Testing array ptr for offset 0...

ag0aep6g via Digitalmars-d-learn digitalmars-d-learn at puremagic.com
Thu May 26 15:15:42 PDT 2016


On 05/26/2016 11:13 PM, Era Scarecrow wrote:
>    By adding a struct overload for opOpAssign I can shrink it all down
> to this, and avoid lengths entirely... As such internally the length
> starts at 0, and checks are in place to ensure the bounds are never
> exceeded.
>
>    void scan(ref Data[][] data, Condition cond) {
>      foreach(i; ...) {
>        if (cond)
>          data[i] ~= ...
>      }
>    }

Sorry, I'm still lost. Why can't you do whatever you're doing in 
opOpAssign directly there, or in a free function? Does the pseudo-array 
contain any additional data? Would a wrapper around a built-in array not 
work?

[...]
>   The answer is wrong _because_ the code blows up. I inverted the check
> to check if length is at offset 0 since (the length can only be 1 and a
> better test), however it _still_ gives the wrong answer. Curiously CTFE
> is fine with this casting as long as the pointer stays in that one spot.
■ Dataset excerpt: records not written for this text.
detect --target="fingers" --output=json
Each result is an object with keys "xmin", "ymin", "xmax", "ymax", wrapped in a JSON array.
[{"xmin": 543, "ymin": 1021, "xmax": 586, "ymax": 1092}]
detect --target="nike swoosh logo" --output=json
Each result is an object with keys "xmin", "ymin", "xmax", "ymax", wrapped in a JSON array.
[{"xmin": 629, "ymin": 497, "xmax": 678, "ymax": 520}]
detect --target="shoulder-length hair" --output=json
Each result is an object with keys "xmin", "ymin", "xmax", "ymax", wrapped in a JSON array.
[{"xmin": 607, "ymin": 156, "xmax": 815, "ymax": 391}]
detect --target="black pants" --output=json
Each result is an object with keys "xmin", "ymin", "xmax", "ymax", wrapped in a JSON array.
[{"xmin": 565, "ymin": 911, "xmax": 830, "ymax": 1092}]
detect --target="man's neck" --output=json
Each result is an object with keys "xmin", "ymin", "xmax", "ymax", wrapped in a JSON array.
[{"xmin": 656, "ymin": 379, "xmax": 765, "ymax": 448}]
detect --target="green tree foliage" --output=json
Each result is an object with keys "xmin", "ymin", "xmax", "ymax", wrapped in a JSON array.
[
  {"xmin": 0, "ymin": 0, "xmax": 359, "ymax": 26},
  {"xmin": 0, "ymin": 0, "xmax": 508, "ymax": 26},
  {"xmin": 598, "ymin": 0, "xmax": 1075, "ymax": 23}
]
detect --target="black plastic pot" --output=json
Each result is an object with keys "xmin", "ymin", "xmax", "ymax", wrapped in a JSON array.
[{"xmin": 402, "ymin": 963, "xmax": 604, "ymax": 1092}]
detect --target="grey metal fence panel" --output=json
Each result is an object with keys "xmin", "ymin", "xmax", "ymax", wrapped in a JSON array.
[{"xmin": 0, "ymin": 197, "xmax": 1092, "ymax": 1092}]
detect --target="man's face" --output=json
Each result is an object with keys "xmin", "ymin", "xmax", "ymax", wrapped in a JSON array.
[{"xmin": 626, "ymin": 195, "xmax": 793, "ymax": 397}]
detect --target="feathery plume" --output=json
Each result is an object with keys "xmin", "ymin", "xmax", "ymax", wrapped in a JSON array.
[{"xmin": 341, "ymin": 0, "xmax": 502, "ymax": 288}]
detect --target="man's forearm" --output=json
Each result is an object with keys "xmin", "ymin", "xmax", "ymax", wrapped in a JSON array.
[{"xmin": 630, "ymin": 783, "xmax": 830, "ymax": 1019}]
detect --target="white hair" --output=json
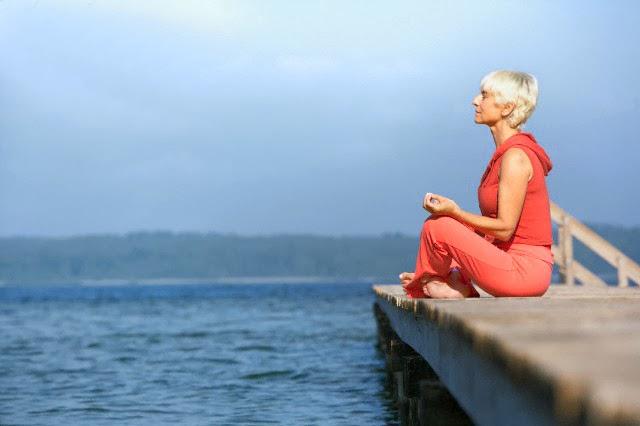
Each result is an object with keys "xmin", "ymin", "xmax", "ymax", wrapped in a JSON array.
[{"xmin": 480, "ymin": 70, "xmax": 538, "ymax": 129}]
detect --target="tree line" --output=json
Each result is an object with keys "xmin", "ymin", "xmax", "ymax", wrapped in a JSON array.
[{"xmin": 0, "ymin": 225, "xmax": 640, "ymax": 284}]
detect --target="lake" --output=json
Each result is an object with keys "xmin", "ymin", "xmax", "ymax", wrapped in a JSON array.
[{"xmin": 0, "ymin": 284, "xmax": 398, "ymax": 425}]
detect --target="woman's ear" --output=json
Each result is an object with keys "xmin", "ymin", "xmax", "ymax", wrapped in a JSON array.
[{"xmin": 502, "ymin": 102, "xmax": 516, "ymax": 118}]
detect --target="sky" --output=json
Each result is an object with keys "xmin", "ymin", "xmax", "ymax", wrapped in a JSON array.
[{"xmin": 0, "ymin": 0, "xmax": 640, "ymax": 236}]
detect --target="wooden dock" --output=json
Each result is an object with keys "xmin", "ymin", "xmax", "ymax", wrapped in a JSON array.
[{"xmin": 374, "ymin": 285, "xmax": 640, "ymax": 425}]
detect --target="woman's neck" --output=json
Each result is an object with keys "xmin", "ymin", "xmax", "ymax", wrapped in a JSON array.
[{"xmin": 489, "ymin": 120, "xmax": 520, "ymax": 148}]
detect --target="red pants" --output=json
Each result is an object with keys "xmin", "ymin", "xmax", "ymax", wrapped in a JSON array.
[{"xmin": 411, "ymin": 216, "xmax": 553, "ymax": 296}]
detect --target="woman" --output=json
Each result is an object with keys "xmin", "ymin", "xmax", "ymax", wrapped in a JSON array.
[{"xmin": 400, "ymin": 71, "xmax": 553, "ymax": 298}]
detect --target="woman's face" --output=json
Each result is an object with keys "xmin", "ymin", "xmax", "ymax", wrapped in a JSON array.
[{"xmin": 472, "ymin": 90, "xmax": 505, "ymax": 127}]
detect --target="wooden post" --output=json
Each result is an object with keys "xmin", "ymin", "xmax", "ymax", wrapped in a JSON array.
[
  {"xmin": 558, "ymin": 215, "xmax": 575, "ymax": 285},
  {"xmin": 617, "ymin": 256, "xmax": 629, "ymax": 287}
]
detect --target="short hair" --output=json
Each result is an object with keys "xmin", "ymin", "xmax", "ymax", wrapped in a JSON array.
[{"xmin": 480, "ymin": 70, "xmax": 538, "ymax": 129}]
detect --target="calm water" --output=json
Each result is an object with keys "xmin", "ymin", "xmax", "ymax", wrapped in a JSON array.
[{"xmin": 0, "ymin": 284, "xmax": 397, "ymax": 425}]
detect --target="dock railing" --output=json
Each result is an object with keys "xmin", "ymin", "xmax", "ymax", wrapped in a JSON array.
[{"xmin": 551, "ymin": 202, "xmax": 640, "ymax": 287}]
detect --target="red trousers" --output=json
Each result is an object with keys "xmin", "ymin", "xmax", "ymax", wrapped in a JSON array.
[{"xmin": 411, "ymin": 216, "xmax": 553, "ymax": 296}]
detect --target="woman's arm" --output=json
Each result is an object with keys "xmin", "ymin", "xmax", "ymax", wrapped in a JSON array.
[{"xmin": 423, "ymin": 147, "xmax": 533, "ymax": 241}]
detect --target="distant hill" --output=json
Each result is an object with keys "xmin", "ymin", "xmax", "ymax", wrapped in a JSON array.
[{"xmin": 0, "ymin": 225, "xmax": 640, "ymax": 284}]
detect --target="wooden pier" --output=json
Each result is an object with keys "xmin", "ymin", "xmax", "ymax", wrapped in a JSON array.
[{"xmin": 374, "ymin": 205, "xmax": 640, "ymax": 425}]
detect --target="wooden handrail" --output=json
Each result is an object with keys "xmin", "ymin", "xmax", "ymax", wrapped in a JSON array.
[{"xmin": 551, "ymin": 202, "xmax": 640, "ymax": 287}]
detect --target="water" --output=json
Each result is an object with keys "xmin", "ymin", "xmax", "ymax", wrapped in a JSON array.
[{"xmin": 0, "ymin": 284, "xmax": 397, "ymax": 425}]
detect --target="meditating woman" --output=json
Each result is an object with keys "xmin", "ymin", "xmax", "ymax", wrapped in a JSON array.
[{"xmin": 400, "ymin": 71, "xmax": 553, "ymax": 298}]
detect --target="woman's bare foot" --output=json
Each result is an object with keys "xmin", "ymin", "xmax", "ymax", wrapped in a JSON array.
[
  {"xmin": 424, "ymin": 270, "xmax": 479, "ymax": 299},
  {"xmin": 400, "ymin": 272, "xmax": 431, "ymax": 299},
  {"xmin": 400, "ymin": 272, "xmax": 416, "ymax": 285}
]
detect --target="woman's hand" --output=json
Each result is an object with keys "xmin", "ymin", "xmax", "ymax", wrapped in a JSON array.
[{"xmin": 422, "ymin": 192, "xmax": 460, "ymax": 217}]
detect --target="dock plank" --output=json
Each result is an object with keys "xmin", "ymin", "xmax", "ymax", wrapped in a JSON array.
[{"xmin": 374, "ymin": 285, "xmax": 640, "ymax": 425}]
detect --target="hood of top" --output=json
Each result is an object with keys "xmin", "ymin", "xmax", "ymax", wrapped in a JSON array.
[{"xmin": 491, "ymin": 133, "xmax": 553, "ymax": 176}]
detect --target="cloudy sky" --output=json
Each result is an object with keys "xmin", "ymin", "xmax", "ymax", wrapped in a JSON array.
[{"xmin": 0, "ymin": 0, "xmax": 640, "ymax": 236}]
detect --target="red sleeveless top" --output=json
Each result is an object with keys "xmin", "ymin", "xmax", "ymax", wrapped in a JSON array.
[{"xmin": 478, "ymin": 133, "xmax": 553, "ymax": 250}]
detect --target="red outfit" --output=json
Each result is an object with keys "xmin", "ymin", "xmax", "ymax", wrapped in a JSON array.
[{"xmin": 406, "ymin": 133, "xmax": 553, "ymax": 297}]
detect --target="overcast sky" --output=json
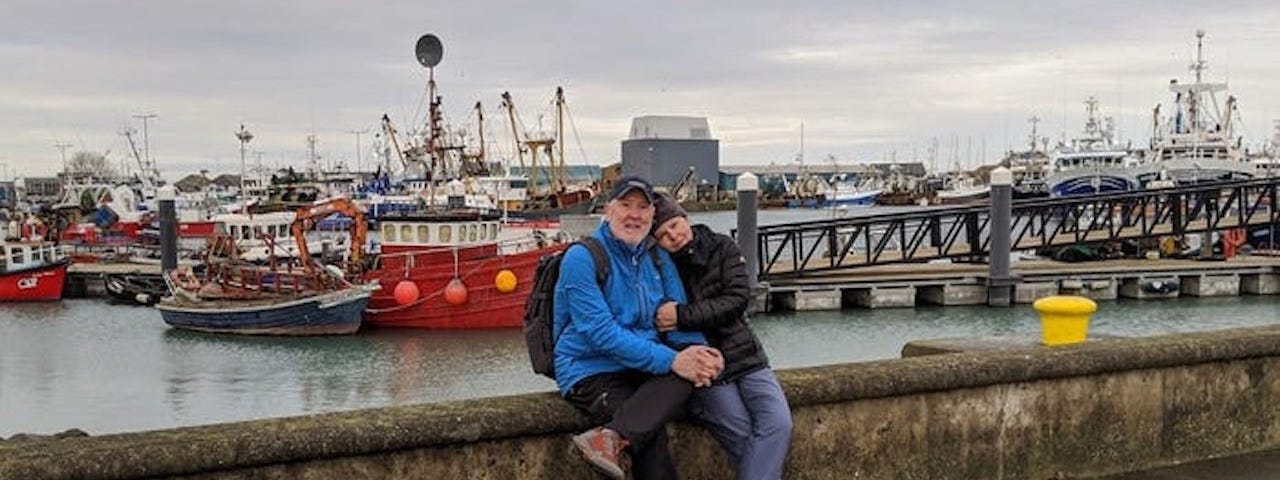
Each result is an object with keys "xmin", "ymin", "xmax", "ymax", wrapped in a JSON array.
[{"xmin": 0, "ymin": 0, "xmax": 1280, "ymax": 179}]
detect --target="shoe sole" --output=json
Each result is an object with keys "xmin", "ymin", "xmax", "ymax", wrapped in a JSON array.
[{"xmin": 573, "ymin": 435, "xmax": 627, "ymax": 480}]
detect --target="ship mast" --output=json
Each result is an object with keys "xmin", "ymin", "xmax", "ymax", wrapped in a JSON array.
[
  {"xmin": 552, "ymin": 87, "xmax": 567, "ymax": 192},
  {"xmin": 413, "ymin": 33, "xmax": 444, "ymax": 184}
]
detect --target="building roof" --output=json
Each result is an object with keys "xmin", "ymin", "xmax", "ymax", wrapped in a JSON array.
[{"xmin": 628, "ymin": 115, "xmax": 712, "ymax": 140}]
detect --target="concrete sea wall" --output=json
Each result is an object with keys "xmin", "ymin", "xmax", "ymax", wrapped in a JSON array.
[{"xmin": 0, "ymin": 326, "xmax": 1280, "ymax": 480}]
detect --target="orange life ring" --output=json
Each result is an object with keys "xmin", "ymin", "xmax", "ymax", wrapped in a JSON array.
[
  {"xmin": 169, "ymin": 269, "xmax": 200, "ymax": 292},
  {"xmin": 1222, "ymin": 228, "xmax": 1244, "ymax": 247}
]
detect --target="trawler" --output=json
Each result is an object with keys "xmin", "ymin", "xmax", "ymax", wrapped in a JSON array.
[
  {"xmin": 1044, "ymin": 96, "xmax": 1140, "ymax": 197},
  {"xmin": 1135, "ymin": 29, "xmax": 1256, "ymax": 188}
]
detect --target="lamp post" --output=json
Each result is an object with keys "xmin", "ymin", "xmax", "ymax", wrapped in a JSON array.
[
  {"xmin": 54, "ymin": 142, "xmax": 72, "ymax": 175},
  {"xmin": 236, "ymin": 123, "xmax": 253, "ymax": 195},
  {"xmin": 347, "ymin": 128, "xmax": 369, "ymax": 172},
  {"xmin": 133, "ymin": 114, "xmax": 159, "ymax": 171}
]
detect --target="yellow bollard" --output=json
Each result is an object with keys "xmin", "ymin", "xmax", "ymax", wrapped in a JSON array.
[{"xmin": 1032, "ymin": 296, "xmax": 1098, "ymax": 346}]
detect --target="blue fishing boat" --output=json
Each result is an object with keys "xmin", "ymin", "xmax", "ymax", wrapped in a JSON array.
[
  {"xmin": 156, "ymin": 197, "xmax": 378, "ymax": 335},
  {"xmin": 156, "ymin": 285, "xmax": 372, "ymax": 335}
]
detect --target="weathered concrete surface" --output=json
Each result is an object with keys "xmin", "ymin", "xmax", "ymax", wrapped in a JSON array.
[
  {"xmin": 902, "ymin": 334, "xmax": 1128, "ymax": 358},
  {"xmin": 845, "ymin": 287, "xmax": 915, "ymax": 308},
  {"xmin": 780, "ymin": 289, "xmax": 842, "ymax": 311},
  {"xmin": 1014, "ymin": 282, "xmax": 1057, "ymax": 303},
  {"xmin": 0, "ymin": 325, "xmax": 1280, "ymax": 480},
  {"xmin": 916, "ymin": 284, "xmax": 987, "ymax": 306},
  {"xmin": 1180, "ymin": 275, "xmax": 1240, "ymax": 297},
  {"xmin": 1120, "ymin": 276, "xmax": 1181, "ymax": 300},
  {"xmin": 1240, "ymin": 274, "xmax": 1280, "ymax": 294}
]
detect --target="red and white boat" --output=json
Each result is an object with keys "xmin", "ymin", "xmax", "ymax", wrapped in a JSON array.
[
  {"xmin": 0, "ymin": 241, "xmax": 70, "ymax": 302},
  {"xmin": 364, "ymin": 209, "xmax": 568, "ymax": 329}
]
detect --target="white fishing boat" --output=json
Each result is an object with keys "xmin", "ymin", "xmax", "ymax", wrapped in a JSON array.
[
  {"xmin": 1135, "ymin": 31, "xmax": 1257, "ymax": 184},
  {"xmin": 1046, "ymin": 97, "xmax": 1139, "ymax": 197},
  {"xmin": 934, "ymin": 170, "xmax": 991, "ymax": 205}
]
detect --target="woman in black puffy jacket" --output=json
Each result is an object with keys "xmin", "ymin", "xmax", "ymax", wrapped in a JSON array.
[{"xmin": 653, "ymin": 193, "xmax": 791, "ymax": 480}]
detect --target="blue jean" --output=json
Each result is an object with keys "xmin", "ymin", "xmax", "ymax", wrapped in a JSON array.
[{"xmin": 689, "ymin": 369, "xmax": 791, "ymax": 480}]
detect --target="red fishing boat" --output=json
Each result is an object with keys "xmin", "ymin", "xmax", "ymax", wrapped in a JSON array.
[
  {"xmin": 0, "ymin": 241, "xmax": 70, "ymax": 302},
  {"xmin": 364, "ymin": 209, "xmax": 568, "ymax": 329}
]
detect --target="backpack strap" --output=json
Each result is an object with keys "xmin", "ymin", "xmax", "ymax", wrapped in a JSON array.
[{"xmin": 577, "ymin": 237, "xmax": 609, "ymax": 291}]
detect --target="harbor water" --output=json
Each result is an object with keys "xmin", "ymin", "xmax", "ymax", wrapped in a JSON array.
[{"xmin": 0, "ymin": 211, "xmax": 1280, "ymax": 436}]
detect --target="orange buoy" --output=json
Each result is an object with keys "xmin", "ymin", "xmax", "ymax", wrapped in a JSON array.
[
  {"xmin": 396, "ymin": 280, "xmax": 419, "ymax": 305},
  {"xmin": 493, "ymin": 269, "xmax": 517, "ymax": 293},
  {"xmin": 444, "ymin": 278, "xmax": 467, "ymax": 305},
  {"xmin": 1222, "ymin": 228, "xmax": 1245, "ymax": 259}
]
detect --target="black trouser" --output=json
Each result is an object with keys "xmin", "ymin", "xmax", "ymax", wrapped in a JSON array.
[{"xmin": 564, "ymin": 370, "xmax": 694, "ymax": 479}]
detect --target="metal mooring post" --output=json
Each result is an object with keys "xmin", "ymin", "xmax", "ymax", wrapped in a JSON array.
[
  {"xmin": 156, "ymin": 186, "xmax": 178, "ymax": 274},
  {"xmin": 987, "ymin": 166, "xmax": 1014, "ymax": 307},
  {"xmin": 737, "ymin": 172, "xmax": 760, "ymax": 294}
]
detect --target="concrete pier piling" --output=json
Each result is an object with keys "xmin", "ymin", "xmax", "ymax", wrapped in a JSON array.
[
  {"xmin": 987, "ymin": 166, "xmax": 1014, "ymax": 307},
  {"xmin": 156, "ymin": 186, "xmax": 178, "ymax": 274}
]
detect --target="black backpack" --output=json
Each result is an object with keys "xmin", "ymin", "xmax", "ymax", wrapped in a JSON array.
[{"xmin": 525, "ymin": 237, "xmax": 662, "ymax": 380}]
Oh, I see. Yeah, the answer is garbage. Seeing the spec section that 
Adam D. Ruppe linked, the length field actually comes first.

That CTFE errors out when you move the pointer to a variable screams 
that something is wrong. The code seems to be seriously misinterpreted 
in CTFE.

----
enum x = () {
     size_t[] arr = [13];
     return *(cast(size_t*) &arr);
} ();
pragma(msg, x);
----

That prints "13LU". Apparently &arr is mistaken for arr here.